Sihir apa yang ia gunakan sampai aku tak pernah bisa berkutik di hadapannya.
Harus kuakui berada di dekatnya semakin lama, semakin menimbulkan perasaan nyaman dan ada rasa ingin selalu dilindungi olehnya, meski cara yang dipakainya cukup keras. Begitu sampai di rumah aku harus menahan diri melihatnya bermesraan dengan wanita lain. Apa secepat itu?
Sepulangnya kuliah, tidak biasanya Jaebum mengajakku karaoke. Kami benar-benar menikmati waktu berdua kami. Kebetulan, ketika itu Sooyoung eonnie sedang tidak ada di rumah. Karaoke berdua menyanyikan lagu yang dimana generasi lagunya dan laguku berbeda jauh. Lucunya kita punya selera musik yang tidak jauh berbeda. Pertama kalinya aku mendengar suara merdunya. Sampai-sampai aku merekamnya diam-diam. Mungkin benar selama ini aku terlalu sering bermimpi akan pangeran dari negeri dongeng yang sebenarnya memang tidak ada untukku. Hanya ini yang bisa kulakukan.
Setelah puas mengajakku karaoke, kami pun duduk berdua di kursi taman sambil menikmati pemandangan kota Seoul di malam hari.
Jaebum kemudian melepas jaketnya dan memakaikan jaket itu di tubuhku.
Jantungku berdegup tak karuan.
Ditambah kedua pasang mata itu mulai membius seluruh penglihatanku.
"Aku tidak ingin malam ini berakhir begitu cepat, andai saja aku ingin waktu berhenti, berhentinya cukup di kau saja, Jaeya"
Bukankah dia seorang dosen? Perkataan macam apa itu? selama ini aku berusaha sabar menghadapinya, menerima semua perintahnya yang terkadang tidak masuk akal hingga akhirnya aku terjebak dalam jurang hati yang secara tak sadar aku justru makin memperdalam jurangnya. Bertahan dalam satu kekhilafan. Bilur yang jadi saksinya...

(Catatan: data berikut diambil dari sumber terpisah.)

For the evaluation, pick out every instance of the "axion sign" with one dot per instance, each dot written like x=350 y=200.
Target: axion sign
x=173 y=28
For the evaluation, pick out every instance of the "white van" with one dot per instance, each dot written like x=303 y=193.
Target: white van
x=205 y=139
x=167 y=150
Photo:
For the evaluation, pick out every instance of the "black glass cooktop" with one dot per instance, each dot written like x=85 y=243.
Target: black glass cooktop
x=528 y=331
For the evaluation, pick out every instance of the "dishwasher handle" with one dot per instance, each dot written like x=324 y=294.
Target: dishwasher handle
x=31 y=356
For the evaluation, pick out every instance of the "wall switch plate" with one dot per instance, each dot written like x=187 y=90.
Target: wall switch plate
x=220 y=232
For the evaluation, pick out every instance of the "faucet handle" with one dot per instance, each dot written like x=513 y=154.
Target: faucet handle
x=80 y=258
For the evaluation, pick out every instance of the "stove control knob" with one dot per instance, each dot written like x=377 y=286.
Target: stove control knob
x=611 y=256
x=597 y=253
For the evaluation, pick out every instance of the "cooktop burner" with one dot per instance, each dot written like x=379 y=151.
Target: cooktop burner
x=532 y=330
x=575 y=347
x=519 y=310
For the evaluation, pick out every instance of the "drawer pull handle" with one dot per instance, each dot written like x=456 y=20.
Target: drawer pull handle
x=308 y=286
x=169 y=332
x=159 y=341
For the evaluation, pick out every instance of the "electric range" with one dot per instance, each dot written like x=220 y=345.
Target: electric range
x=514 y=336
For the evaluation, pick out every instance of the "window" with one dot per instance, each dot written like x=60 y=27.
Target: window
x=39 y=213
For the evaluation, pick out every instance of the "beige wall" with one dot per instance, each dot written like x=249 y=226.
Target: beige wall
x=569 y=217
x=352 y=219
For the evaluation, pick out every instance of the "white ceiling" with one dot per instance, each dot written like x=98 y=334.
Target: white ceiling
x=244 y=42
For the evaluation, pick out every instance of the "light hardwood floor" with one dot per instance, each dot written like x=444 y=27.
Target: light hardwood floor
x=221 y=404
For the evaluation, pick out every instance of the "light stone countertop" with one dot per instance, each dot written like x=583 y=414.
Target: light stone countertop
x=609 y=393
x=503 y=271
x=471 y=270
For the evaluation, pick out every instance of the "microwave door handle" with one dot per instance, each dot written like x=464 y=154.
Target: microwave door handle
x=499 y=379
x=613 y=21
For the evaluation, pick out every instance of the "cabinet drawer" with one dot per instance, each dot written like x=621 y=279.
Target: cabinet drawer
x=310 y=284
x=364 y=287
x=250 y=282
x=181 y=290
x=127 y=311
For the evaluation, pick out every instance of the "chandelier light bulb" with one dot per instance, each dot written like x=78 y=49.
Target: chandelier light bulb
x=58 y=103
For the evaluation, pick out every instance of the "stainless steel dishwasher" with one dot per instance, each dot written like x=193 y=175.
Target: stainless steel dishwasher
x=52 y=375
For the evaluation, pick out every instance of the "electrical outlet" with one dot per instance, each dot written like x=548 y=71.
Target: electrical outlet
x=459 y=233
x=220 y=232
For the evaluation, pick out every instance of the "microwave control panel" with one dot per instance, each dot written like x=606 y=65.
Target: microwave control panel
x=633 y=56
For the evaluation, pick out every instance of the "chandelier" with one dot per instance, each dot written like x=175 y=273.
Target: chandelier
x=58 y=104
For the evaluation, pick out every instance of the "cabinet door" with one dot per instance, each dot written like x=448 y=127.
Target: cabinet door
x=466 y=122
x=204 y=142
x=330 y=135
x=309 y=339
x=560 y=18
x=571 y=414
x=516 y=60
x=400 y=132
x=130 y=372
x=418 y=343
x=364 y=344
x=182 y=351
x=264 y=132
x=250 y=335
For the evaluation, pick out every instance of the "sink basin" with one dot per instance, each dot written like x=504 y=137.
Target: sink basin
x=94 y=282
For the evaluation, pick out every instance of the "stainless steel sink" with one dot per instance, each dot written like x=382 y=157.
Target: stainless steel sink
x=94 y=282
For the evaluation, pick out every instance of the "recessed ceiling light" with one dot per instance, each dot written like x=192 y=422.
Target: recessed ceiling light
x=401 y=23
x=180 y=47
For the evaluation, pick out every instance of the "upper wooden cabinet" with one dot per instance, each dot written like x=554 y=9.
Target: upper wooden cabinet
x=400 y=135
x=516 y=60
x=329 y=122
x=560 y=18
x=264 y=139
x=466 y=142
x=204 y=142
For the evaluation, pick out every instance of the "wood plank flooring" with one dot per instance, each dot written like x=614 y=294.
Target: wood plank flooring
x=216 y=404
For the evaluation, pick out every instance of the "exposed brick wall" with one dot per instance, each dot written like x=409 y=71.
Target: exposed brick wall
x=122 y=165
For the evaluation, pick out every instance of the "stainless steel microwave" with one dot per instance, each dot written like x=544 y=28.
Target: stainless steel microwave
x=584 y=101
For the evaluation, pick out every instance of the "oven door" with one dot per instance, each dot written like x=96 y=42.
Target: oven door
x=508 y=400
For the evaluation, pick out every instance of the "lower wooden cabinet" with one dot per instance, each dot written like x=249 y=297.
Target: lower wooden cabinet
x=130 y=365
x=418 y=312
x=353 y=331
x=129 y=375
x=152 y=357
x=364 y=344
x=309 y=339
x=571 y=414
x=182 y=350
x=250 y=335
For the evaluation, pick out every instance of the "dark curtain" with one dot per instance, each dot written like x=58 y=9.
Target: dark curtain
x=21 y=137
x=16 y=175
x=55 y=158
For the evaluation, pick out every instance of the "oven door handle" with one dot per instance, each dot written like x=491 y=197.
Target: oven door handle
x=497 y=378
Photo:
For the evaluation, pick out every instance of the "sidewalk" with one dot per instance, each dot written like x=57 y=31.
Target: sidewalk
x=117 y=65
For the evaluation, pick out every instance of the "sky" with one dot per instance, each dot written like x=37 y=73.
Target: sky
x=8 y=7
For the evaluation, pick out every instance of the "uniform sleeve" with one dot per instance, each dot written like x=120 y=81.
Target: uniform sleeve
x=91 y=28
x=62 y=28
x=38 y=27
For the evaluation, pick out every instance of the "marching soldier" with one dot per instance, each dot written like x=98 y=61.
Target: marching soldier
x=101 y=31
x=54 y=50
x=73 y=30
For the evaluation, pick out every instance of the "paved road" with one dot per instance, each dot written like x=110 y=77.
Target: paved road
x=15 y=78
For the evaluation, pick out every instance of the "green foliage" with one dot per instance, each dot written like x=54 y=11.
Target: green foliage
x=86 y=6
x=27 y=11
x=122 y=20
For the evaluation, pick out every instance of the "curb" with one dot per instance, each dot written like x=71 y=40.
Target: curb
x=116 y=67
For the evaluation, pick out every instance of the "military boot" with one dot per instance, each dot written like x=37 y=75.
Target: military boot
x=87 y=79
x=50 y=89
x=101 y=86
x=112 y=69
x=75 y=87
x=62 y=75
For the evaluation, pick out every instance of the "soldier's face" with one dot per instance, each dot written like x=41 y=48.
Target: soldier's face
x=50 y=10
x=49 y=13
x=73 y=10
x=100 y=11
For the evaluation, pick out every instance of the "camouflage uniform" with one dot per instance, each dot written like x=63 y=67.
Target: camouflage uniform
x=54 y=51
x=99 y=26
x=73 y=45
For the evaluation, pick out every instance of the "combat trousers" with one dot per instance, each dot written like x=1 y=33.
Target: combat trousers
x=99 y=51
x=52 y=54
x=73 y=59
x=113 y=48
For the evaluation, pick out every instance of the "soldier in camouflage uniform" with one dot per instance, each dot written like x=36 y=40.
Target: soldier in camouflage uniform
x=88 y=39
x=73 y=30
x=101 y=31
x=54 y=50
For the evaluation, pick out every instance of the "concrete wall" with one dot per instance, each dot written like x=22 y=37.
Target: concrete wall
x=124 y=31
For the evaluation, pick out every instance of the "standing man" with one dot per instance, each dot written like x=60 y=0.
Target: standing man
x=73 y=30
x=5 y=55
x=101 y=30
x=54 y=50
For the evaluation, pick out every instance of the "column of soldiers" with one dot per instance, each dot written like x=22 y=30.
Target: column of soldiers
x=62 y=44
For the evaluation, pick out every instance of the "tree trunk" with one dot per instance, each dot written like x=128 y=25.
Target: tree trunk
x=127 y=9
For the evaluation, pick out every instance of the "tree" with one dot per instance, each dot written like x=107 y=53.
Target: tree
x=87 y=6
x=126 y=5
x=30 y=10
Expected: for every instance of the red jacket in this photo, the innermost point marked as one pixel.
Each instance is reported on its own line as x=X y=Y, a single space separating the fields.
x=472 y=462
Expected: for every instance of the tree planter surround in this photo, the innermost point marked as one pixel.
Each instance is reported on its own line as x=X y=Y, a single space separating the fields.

Bulir airmata pun tak mampu lagi dibendung, seketika memecah keheningan.
Jaebum mendongak, ia menatapku lagi. Mau membiusku dengan pesonamu? Aku rasa kali ini tidak mempan.
"sshh.. shhh.. jangan menangis seperti ini..." ia bahkan masih sempat menempelkan kedua ibu jarinya untuk menghapus airmataku.
"jangan lakukan ini padaku... aku makin tersiksa kalau kita terus menerus... "
Oh no.
Such a bad feeling.
Bibir tipis itu seakan menjadi senjata ampuhnya dalam melenyapkan semua gundah lara di hatiku.
Mengunci semua pergerakkanku.
Jaebum meraih tengkukku, tangan satunya membelai punggungku dengan lembut sehingga ia dapat merasakan lekuk tubuhku di tubuhnya... aku merasa sangat berdosa sekarang terutama pada tunangannya yang sudah kuanggap sebagai kakak perempuan dan ibuku.
"kau masih tidak yakin padaku?" tanyanya di sela ciuman kami.
Aku balas menatapnya lekat-lekat.
"a...aku..."
"mencintai bukan berarti harus diucapkan setiap harinya"
Jaebum berucap sembari melepaskan ciumannya, kemudian jari jemarinya bergerak perlahan merapikan rambutku yang berantakan karena tertiup angin malam. Disisipkannya rambutku ke belakang telinga. Sungguh, dia memang jahat, membiarkanku agar aku tak pernah bisa lepas dari jebakannya.
"Setiap hari, waktu, tempat, yang kulalui bersamamu... aku sangat bahagia bisa menghabiskannya hanya denganmu seorang, mungkin, aku tidak tahu caranya mencintai seorang gadis dengan benar seperti yang kau impikan dalam cerita romansa kebanyakan, percayalah... aku melakukannya dengan caraku sendiri"
Aku mendengarkannya sambil berusaha memaknai intinya.
"Dengan caramu seperti itu..."
"Ya, seperti itu, aku takut jika suatu saat nanti aku tak mampu memenuhi janjiku..."
"janji apa? maksudmu?"
"janji bahwa aku akan menjadi pendamping hidupmu selamanya"
"gyosunim…"
Cup.
Jaebum mencium keningku, sangat lembut, seperti kapas.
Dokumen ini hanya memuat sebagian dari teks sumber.